Published: 23 June 2008

Abstract

Background

Many biological repositories store information based on experimental study of the biological processes within a cell, such as protein-protein interactions, metabolic pathways, signal transduction pathways, or regulations of transcription factors and miRNA. Unfortunately, it is difficult to directly use such information when generating simulation-based models. Thus, modeling rules for encoding biological knowledge into system-dynamics-oriented standardized formats would be very useful for fully understanding cellular dynamics at the system level.

Results

We selected the TRANSPATH database, a manually curated high-quality pathway database, which provides a plentiful source of cellular events in humans, mice, and rats, collected from over 31,500 publications.
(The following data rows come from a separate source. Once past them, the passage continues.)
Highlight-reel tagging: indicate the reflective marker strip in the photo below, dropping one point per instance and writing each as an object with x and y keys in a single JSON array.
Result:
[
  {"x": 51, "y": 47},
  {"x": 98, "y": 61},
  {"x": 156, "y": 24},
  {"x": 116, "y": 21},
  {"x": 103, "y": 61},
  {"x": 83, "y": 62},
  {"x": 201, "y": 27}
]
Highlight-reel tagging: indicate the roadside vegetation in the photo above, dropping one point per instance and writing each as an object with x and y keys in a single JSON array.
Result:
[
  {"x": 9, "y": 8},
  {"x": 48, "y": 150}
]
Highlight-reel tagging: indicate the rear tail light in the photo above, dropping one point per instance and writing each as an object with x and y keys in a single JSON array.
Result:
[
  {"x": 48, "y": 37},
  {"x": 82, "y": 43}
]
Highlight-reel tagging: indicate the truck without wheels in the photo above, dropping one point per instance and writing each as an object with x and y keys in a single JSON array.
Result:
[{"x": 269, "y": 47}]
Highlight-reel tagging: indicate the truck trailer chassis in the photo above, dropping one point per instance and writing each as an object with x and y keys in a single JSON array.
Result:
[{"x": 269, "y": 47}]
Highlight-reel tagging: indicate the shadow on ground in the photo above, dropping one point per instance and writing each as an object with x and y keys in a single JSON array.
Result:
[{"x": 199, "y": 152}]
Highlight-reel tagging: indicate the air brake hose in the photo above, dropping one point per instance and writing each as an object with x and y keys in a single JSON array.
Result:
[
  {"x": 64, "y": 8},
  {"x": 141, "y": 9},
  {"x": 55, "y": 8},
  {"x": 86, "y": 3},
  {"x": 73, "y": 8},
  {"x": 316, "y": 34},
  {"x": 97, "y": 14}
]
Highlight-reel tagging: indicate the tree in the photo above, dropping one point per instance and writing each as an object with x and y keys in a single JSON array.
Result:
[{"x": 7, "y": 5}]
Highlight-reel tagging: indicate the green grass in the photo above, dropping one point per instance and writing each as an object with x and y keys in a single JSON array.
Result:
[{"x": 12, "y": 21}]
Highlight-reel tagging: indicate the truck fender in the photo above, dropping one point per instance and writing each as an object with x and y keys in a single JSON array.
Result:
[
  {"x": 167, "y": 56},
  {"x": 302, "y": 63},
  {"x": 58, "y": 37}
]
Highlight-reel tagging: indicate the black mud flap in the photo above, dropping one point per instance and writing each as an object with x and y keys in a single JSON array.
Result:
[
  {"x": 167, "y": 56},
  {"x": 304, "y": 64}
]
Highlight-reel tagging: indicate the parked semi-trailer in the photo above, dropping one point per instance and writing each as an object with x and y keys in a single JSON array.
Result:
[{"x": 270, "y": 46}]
In this work, we have developed 16 modeling rules based on hybrid functional Petri net with extension (HFPNe), which is suitable for graphical representing and simulating biological processes. In the modeling rules, each Petri net element is incorporated with Cell System Ontology to enable semantic interoperability of models. As a formal ontology for biological pathway modeling with dynamics, CSO also defines biological terminology and corresponding icons. By combining HFPNe with the CSO features, it is possible to make TRANSPATH data to simulation-based and semantically valid models. The results are encoded into a biological pathway format, Cell System Markup Language (CSML), which eases the exchange and integration of biological data and models.

Conclusion

By using the 16 modeling rules, 97% of the reactions in TRANSPATH are converted into simulation-based models represented in CSML. This reconstruction demonstrates that it is possible to use our rules to generate quantitative models from static pathway descriptions.